Data Engineer
- Data Engineer
- New York
- $86 K - $149 K
- Full Time
About Cybersyn
Cybersyn is a new DaaS (Data-as-a-Service) entity, supported by Sequoia, Coatue, and Snowflake. Our objective is to render the global economic data accessible to governments, businesses, and entrepreneurs, thereby facilitating a new generation of key decision-makers. We amass unique data assets (corporations, licenses, data rights, consumer dividends) and develop derivative products centering on identifying where consumers and businesses spend money. Cybersyn vows to disrupt the traditional market intelligence domain by functioning as a blend of an investment firm and a technology company focused on data. If we are successful, we could revolutionize an industry worth $100Bs and create a SimCity for the real world.

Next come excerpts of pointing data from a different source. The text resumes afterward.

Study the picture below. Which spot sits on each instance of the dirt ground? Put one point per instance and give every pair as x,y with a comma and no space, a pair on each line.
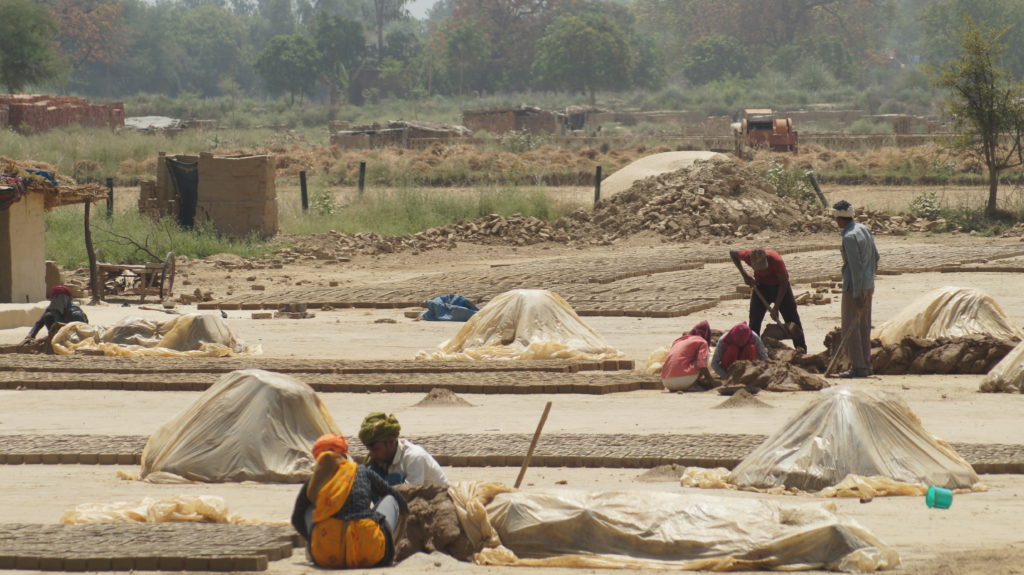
979,534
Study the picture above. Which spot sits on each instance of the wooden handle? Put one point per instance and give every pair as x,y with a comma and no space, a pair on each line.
532,445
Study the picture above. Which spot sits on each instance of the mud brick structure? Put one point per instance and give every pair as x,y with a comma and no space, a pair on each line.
501,120
237,194
37,113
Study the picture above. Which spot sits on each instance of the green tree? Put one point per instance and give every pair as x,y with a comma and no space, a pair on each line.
585,53
289,64
986,103
28,53
714,57
341,47
467,49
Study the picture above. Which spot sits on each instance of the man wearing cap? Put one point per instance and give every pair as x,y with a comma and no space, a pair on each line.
771,279
397,460
860,261
60,310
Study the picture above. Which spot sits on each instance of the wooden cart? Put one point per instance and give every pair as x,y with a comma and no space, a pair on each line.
151,278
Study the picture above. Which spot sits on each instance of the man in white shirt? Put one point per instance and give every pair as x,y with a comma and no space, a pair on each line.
397,460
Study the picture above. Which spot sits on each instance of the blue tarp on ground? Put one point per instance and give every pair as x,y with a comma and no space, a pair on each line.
452,307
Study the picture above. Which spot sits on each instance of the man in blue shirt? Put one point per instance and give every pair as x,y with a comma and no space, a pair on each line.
860,261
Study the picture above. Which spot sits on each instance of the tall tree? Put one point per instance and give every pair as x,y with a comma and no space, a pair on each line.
91,31
585,53
288,64
985,102
28,53
384,12
341,47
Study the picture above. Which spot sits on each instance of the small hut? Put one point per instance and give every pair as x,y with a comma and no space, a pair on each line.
28,190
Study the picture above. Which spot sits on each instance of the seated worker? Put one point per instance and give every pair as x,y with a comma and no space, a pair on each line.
771,279
739,343
687,360
60,310
347,514
397,460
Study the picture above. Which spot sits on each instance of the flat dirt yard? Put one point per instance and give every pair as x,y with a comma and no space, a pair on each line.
980,533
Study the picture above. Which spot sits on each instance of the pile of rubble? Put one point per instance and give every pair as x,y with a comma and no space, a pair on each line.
710,198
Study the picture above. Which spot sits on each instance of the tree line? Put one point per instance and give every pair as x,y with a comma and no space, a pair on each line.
318,48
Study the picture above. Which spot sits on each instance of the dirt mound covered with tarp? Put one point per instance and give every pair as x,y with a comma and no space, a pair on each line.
659,530
949,312
524,324
193,335
250,426
853,431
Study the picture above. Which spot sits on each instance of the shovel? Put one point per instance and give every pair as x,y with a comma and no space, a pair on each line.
776,330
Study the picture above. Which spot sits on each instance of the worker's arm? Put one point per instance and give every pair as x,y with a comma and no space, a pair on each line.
734,254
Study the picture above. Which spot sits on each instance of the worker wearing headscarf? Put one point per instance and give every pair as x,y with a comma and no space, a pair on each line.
60,310
346,513
687,359
739,344
397,460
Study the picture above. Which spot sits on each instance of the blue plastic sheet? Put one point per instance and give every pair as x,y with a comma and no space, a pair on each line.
452,307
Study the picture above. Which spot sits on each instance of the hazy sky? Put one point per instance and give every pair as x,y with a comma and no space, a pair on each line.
419,7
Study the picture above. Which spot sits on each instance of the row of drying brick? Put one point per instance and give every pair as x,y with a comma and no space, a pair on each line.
143,546
478,450
459,382
150,364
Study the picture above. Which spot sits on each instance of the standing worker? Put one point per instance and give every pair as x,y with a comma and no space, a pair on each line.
860,261
770,291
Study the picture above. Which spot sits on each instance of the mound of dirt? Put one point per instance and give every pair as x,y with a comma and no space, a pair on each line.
773,376
741,399
438,397
672,472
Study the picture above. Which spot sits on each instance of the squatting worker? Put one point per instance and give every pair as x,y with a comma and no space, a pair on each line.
60,310
739,344
347,514
397,460
771,278
687,360
860,261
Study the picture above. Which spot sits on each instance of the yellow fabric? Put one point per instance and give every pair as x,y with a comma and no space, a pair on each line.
338,542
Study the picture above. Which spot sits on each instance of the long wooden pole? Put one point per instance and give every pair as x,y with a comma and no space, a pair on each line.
532,445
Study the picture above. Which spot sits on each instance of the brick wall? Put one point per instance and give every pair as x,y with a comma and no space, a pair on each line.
37,113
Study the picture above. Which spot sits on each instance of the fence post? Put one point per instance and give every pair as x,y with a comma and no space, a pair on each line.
110,197
302,188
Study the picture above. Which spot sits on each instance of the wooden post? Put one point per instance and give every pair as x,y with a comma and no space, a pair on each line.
817,189
110,197
302,188
532,445
93,271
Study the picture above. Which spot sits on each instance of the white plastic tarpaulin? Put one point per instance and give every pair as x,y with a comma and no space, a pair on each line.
250,426
851,430
194,335
949,312
660,530
524,324
1008,374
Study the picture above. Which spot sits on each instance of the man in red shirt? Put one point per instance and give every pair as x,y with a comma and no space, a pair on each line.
772,279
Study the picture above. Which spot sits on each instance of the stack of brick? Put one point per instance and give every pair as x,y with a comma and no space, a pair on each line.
37,113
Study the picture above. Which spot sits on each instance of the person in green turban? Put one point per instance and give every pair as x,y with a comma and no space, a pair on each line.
397,460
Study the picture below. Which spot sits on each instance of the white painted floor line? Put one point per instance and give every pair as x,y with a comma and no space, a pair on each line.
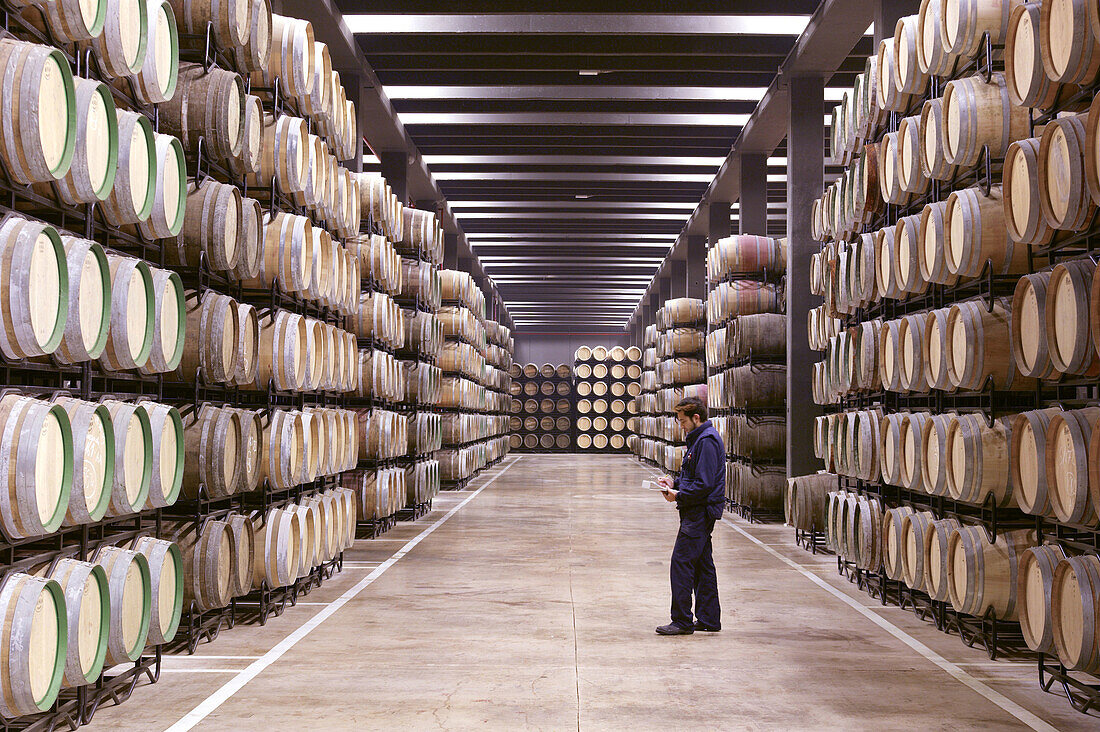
953,669
234,685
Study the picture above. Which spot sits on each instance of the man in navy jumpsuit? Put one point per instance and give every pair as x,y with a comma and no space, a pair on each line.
700,494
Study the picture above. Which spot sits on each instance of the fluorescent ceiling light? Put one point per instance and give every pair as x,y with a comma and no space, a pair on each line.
576,23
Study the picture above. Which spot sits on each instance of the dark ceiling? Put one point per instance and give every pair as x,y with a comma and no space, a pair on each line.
573,142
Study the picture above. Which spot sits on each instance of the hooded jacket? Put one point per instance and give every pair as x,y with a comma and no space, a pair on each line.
701,487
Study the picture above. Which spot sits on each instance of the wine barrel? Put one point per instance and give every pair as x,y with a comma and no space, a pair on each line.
213,443
980,347
1064,194
169,190
169,323
34,288
978,460
282,359
1027,460
982,575
133,457
36,447
130,590
914,527
208,106
211,226
89,302
1067,319
1074,616
1068,465
130,337
87,610
979,113
94,451
157,79
90,175
277,547
1070,52
893,559
1029,326
39,106
166,577
34,633
1034,590
166,470
131,199
122,46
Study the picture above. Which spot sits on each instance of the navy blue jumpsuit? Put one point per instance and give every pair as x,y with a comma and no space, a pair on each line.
701,496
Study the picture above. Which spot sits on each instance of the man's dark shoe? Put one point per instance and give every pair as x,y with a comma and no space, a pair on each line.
672,629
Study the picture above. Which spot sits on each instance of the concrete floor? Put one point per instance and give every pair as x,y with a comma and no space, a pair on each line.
534,607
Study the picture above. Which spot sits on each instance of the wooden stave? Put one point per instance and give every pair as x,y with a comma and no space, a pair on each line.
1029,432
935,557
117,563
20,246
136,143
162,419
76,186
1078,652
1069,435
212,439
1080,357
19,598
125,498
118,354
73,576
80,414
157,552
990,564
1035,585
168,302
166,216
74,346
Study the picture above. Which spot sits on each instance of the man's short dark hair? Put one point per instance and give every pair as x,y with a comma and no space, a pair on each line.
691,406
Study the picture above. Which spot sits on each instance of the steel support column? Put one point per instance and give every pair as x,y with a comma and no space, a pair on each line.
752,211
395,170
678,277
805,172
695,247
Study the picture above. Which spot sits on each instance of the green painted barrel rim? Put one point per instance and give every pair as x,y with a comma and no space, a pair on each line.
154,165
177,559
177,482
66,160
176,225
105,276
134,653
142,269
143,35
105,499
174,37
58,515
146,479
112,138
62,645
61,317
105,625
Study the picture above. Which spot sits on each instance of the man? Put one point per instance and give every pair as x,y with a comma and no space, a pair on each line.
700,494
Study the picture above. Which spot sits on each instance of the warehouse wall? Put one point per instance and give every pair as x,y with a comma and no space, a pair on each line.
560,347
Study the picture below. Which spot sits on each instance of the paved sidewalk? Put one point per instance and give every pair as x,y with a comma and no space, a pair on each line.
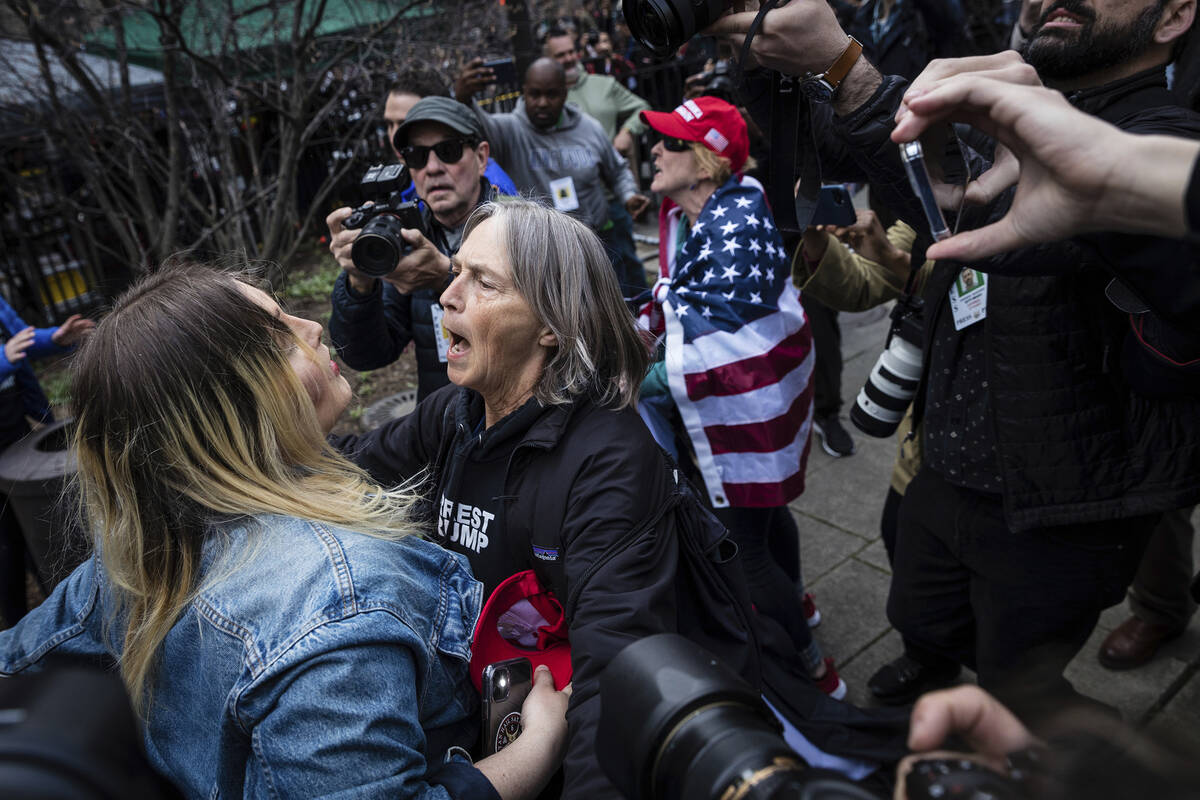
846,567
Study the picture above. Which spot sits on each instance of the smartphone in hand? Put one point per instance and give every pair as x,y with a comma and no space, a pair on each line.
834,206
505,686
913,157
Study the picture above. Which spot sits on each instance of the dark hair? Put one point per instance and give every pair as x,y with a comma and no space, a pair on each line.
419,78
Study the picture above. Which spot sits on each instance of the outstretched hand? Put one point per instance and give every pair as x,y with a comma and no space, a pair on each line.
1072,170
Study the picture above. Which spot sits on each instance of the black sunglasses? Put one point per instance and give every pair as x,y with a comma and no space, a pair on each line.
449,152
675,144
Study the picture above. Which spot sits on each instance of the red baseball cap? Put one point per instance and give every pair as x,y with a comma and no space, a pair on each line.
519,600
708,120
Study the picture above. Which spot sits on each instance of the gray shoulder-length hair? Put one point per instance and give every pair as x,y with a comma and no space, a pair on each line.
562,270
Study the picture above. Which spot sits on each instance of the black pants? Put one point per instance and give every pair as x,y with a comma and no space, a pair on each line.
827,368
769,549
1015,607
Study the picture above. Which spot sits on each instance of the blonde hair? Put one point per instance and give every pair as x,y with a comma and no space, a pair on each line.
719,168
561,269
187,414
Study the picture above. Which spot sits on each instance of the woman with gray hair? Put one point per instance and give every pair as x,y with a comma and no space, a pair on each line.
537,457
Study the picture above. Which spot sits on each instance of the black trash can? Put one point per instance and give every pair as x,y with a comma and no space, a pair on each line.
34,473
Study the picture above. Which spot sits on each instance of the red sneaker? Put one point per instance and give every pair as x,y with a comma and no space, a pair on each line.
831,684
811,613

We have launched a significant number of public datasets we meticulously cleaned, restructured, and made compatible on the Snowflake Marketplace.
Find our current data .
Test our data on our Streamlit App .
About the role:
Cybersyn is hiring a seasoned engineer to refine our technology stack for our data science and product team and install ingestion pipelines of public and private data sources. We are specifically seeking an engineer who is passionate about the Snowflake Data Cloud and enhancing cost efficiency and workloads.
What you will do:
Aid in data transfer from origination to our necessity (in Snowflake): this typically implies creating jobs to extract, download, or modify data as effectively as feasible. It will be necessary to prioritize computing efficiency and building some context for what the data actually comprises.
Optimize Snowflake for performance and cost
Offer infrastructure guidance on Snowflake capabilities to accommodate business/technical use scenarios
Provide operational support for Data Warehouse issues such as data loading problems, transformation translation issues, and query optimization
Assume end-to-end ownership of your assignments and relish collaborating with different functions across the company
Who you are:
Experience working with multiple (external) datasets, cleaning, joining, and munging data; experience with public data sources (i.e. US Census, ACS Survey) is a major advantage
Experience with Snowflake is essential
Proficiency in Python and SQL is crucial
Experience with dbt and orchestrator systems (Dagster, Prefect, Mage, Kestra, or some equivalent) is highly appreciated
Experience in establishing and operating data pipelines for real customers in production systems
What you will gain:
Opportunity to influence Cybersyn’s initial technology decisions
Access to some of the most intriguing and extensive economic data worldwide, including real-time expenditure, transaction, clickstream data from both third-party and proprietary sources.
Most of our data is exclusive and not available to any external parties.
Our system is designed with diverse data sources in mind: we aren't confined to data from a single product or theme. We're dealing with data from governments, payment processing systems (like bank records), mobile devices and apps, and SaaS exhaust (data collected by B2B SaaS)
A fast-paced culture, immense responsibility and autonomy from day one.